Do we apply to the lens for mere reflection? No. For that we have mirrors. We subscribe to the motion picture for precisely what the mirror cannot do, illuminate the mystery of our existence.
When we watch a motion picture, we allow what the camera has recorded at a previous time and place to interpose itself into our perception of the present time and place. For an entirely alternative reality to be allowed to supersede our ordinary reality like this has been, in the past, reserved for pagan enchantments, shamanistic ceremonies and high-church rituals.
Motion pictures, dreams and rituals share several artifices in that respect, such as plasticity of time and space, the occurrence of vivid, uncanny detail and situations where unconscious fears and desires are expressed.
Dreams work by relying on the suspension of waking consciousness. Motion pictures work by relying on what is often called “the suspension of disbelief,” which also accounts for why we forget we are looking at a flat screen and become absorbed in the story. More importantly, motion pictures of the highest order convert our most sovereign beliefs, if only momentarily, to the extraordinary order or belief system imposed by characters and situations within the story we are watching.
Motion pictures record and compose artificial realities using sound and image. Seeking meaning to our lives, we reach out with the light of cinematic language into the unknown; similar to the way a flashlight extends into the darkness.
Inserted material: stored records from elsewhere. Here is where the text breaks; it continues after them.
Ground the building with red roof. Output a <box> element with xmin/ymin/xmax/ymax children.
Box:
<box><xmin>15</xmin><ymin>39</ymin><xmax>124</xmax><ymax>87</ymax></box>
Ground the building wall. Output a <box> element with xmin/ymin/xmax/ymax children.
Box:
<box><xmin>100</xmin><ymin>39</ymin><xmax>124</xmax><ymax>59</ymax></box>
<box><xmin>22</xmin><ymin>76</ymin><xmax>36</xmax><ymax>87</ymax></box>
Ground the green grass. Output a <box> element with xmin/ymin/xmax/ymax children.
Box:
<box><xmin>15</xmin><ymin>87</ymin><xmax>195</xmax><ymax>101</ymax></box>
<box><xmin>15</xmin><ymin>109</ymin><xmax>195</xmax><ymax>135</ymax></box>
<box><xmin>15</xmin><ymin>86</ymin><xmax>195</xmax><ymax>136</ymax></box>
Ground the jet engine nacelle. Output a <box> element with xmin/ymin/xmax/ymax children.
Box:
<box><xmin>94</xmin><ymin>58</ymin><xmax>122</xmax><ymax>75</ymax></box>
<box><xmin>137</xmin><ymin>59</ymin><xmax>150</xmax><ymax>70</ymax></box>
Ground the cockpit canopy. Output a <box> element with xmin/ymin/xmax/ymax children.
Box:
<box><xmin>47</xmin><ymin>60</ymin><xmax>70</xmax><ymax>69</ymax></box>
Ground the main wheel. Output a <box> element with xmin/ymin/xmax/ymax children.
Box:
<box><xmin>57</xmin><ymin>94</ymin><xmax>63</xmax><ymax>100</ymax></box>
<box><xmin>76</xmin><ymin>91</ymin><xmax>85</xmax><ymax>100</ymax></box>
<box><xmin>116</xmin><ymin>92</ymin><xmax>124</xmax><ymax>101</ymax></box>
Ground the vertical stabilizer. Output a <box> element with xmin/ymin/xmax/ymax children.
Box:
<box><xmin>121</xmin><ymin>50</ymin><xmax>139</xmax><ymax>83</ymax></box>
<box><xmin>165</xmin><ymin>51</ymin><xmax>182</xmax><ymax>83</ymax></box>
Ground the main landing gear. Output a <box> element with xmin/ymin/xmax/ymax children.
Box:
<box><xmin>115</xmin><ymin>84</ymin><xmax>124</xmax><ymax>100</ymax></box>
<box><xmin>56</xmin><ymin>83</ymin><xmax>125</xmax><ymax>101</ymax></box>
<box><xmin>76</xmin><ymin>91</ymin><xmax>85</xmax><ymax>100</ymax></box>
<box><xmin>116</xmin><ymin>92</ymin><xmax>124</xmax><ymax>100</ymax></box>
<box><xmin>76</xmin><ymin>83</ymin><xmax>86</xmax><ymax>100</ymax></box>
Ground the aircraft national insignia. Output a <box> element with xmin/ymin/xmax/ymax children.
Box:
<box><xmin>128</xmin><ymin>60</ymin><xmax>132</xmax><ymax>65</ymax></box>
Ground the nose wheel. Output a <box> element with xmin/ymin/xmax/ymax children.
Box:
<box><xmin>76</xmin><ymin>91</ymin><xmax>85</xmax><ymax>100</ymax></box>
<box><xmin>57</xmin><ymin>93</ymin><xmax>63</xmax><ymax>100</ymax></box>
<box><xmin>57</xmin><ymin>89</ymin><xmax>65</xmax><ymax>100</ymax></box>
The cone-shaped beam of the movie projector casts an enchanted luminescence over ordinary things, turning a dim room full of nothing but chairs into a portal to the next dimension, a temple for the collective consciousness to merge with the unconscious.
As a hollow, dark and mostly empty space, the motion picture theater represents the mind and motion pictures bring to light the chaos and conundrums that take up space in our minds.
If movie characters stand in for us, the camera often stands in for God. It is one of our oldest habits to imbue that notion of a great eye that watches us with the authority of God. Could it be that, after a long time of searching for God outside ourselves, through religion and war, motion pictures enable the eye of God to open up inside us? The camera watches and we see through its eye, while it peers out in every direction from inside the mystery of our existence.